I believed it. That’s the only thing I can think to say. The writing, directing, cinematography and above all the acting was incredibly exceptionally believable. And that’s the trick, isn’t it?
Joker is a slow burn. As the trailers suggested, it’s quiet and psychological. It follows one man’s personal descent into madness in tandem with his city.
Certainly, most enter this film expecting to draw comparisons between Joaquin Phoenix, here, and Heath Ledger’s iconic portrayal. These comparisons are not exactly discouraged by this film; there is at least one shot that perfectly mirrors another from the older film. However, these two obviously do not belong to the same universe. Ledger was menacing. In every interaction he was aggressive, powerful. Phoenix, though, is pitiful. His character, his voice, is that of a lost child in search of a father, and his violence is all the more startling because of it.
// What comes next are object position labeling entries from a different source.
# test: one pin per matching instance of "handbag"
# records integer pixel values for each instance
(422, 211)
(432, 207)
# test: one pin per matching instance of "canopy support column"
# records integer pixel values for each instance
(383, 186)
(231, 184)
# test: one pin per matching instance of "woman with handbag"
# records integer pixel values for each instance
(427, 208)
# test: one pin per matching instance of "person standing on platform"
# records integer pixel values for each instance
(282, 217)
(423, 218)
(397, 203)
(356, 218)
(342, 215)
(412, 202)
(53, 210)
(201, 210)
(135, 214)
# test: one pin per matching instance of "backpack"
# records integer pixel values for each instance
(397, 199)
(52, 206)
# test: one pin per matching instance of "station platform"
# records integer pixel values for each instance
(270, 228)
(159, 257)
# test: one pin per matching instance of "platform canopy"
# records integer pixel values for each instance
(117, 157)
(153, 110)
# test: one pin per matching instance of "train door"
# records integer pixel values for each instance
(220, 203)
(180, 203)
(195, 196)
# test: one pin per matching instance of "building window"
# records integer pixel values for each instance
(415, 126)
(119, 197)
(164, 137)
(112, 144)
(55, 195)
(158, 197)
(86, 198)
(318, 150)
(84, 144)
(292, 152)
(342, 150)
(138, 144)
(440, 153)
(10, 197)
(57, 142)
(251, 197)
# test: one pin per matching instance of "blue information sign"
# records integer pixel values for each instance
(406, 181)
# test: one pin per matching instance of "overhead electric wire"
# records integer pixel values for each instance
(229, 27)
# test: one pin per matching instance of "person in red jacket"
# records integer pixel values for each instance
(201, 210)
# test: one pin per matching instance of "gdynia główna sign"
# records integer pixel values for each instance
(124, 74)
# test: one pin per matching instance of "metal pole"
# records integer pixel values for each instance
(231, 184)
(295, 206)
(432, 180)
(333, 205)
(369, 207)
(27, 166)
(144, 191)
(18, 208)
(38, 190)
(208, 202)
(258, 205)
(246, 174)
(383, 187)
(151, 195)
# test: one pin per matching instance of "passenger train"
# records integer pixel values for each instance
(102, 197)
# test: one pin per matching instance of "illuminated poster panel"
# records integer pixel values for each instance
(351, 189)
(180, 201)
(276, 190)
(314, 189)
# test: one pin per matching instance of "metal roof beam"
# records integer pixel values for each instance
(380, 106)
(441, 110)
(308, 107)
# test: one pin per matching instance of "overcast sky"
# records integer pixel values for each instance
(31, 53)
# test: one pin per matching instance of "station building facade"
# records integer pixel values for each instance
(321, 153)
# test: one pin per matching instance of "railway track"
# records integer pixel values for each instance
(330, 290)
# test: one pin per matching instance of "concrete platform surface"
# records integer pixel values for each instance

Rather than The Dark Night, a surprisingly more fitting comparison can be made with Taxi Driver. There are many similar details in the films, too many for it to be coincidence. I look forward to Joker’s release and a more thorough analysis, but without too many spoilers: the sanitation strike, the diary, a certain hand gesture, similar shots… oh, and Robert De Niro.
More than the details, though, are the themes. Arther Fleck and Travis Bickle are normal men suffering from neglect and history and mental illness, and they’re not responding well to the pressure, and the result is violent. The reason this comparison is surprising is, well, this is Joker. This is supposed to be a super hero film. This film should have special effects and a huge budget. It should feel polished and unreal.
But it doesn’t. It feels real. It feels human and believable. I believed it. That’s the trick, isn’t it?